I can still remember the excitement I felt seeing the Hawaiian Funny Car for the first time. It wasn’t like I was a huge Hawaiian fan. I liked the car, but it wasn’t my favorite. I had already seen some legendary funny cars including the Ramchargers, Seaton’s Shaker and Roger Lindamood’s Color Me Gone. So I wasn’t star-struck at seeing a famous race car.
But this was Roland Leong’s Hawaiian. It was exotic. The quintessential California funny car. This was drag racing royalty. The reports coming out of the big California tracks always showed Leong and his drivers to be a dominant force.
Before the Funny Cars, there as the Hawaiian Top Fuelers
Initially, Leong tried driving but discovered he was better in the role of team manager. He recruited some of the best drivers in racing to shoe his top-fuel cars, including Don Prudhomme and Mike Sorokin. Leong wrenched his cars to major top fuel wins which included the Winternationals (twice), Bakersfield Fuel and Gas Championships and the US Nationals.
Then Leong decided to go Funny Car racing. His first car, a full-size Dodge Charger had a very short life. Driver Larry Reyes reported the big car handled poorly. He barely qualified for the 1969 Winternationals. Then after a first-round win, the Charger got airborne and crashed. Reyes wasn’t hurt, but the first Hawaiian funny car was history.
The Hawaiian Mini Charger is Born
Leong built another Charger with major changes. The new car was chopped, channeled, shortened and narrowed; creating a scale Charger that was roughly the same size as the Challengers, Novas and Mustangs other racers were campaigning. The car looked like the a the real thing, but if you parked a factory Charger next to it you would immediately see the funny car was scaled-down in every dimension.
If you are familiar with the proportions of a ’69 Dodge Charger, you can gauge the size of the car in the photo with the people standing around it. Looking past the funny car, you will notice an actual yellow Charger in the staging lanes. The factory car is too far away for a closeup comparison, but notice the size of the driver’s head in the street-driven car.
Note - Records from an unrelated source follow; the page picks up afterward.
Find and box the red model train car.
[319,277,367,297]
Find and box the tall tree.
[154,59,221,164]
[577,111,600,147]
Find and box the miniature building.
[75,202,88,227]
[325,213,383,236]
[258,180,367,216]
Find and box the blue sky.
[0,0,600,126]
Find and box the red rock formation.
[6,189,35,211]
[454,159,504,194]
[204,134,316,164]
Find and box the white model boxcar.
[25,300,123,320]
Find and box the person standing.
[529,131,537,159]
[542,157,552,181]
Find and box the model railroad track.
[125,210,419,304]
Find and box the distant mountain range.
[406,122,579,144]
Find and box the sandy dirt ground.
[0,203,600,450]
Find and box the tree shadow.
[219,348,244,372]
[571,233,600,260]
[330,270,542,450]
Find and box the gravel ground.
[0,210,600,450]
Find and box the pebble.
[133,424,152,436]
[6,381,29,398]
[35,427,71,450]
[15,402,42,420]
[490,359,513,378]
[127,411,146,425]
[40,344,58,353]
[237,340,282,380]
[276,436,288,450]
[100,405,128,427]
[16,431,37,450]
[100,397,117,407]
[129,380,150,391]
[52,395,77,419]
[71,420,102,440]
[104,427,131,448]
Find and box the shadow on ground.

Analyze the size against the people around the funny car and you will have some idea how much smaller Leong’s flopper really was.
The new mini-Charger immediately proved itself. Unpainted, with shoe-polish lettering, Reyes and Leong won three big events the first weekend it was on the track. The team dominated events in Southern California that season.
The Hawaiian Funny Car Comes to Detroit
Now, this fearsome machine was at Detroit Dragway, ready to show what it could do. We arrived early, and the Hawaiian was one of the first feature cars to unload. The dramatic paint scheme combined with the bamboo-styled lettering immediately captured my eyes.
The car lived up to its reputation, winning the title under the lights. Leong and Reyes returned to Detroit Dragway to win the Super Stock Magazine Invitational. The team had the Detroit asphalt figured out, as I don’t think I ever saw Reyes and the Hawaiian lose a race at Detroit.
Demonstrating how much things have changed, the mini-Charger wasn’t legal for NHRA Funny Car competition. Back then, the sanctioning body maintained that funny cars needed to have measurements that matched an actual car. Lengthening the front clip and moving the wheelbase around was acceptable, but all that narrowing, chopping and channeling was too much for NHRA. Too bad that reasoning doesn’t persist today.
To comply with the rules, Leong built a new full-size Charger for 1970. Reyes immediately won the Winternationals, confirming that Leong’s team had learned a thing or two since they wrecked at the ’69 ‘Big Go West.’
Reyes went on to drive other cars and eventually campaigned his own Baracuda funny car. Reyes was seriously injured when one of the ‘Cuda’s front tires blew out at speed. Reyes still attends many racing events to this day, wheeling through the pits in a wheelchair.
Leong spent another two decades running the Hawaiian, then headed up Don Prudhomme’s multi-car team.
There were many different Hawaiian funny cars, but the mini-Charger remains my favorite. Leong always took pains to see that his cars looked great, but to me, the colorful paint and graphics of the ’69 model remains far above the rest.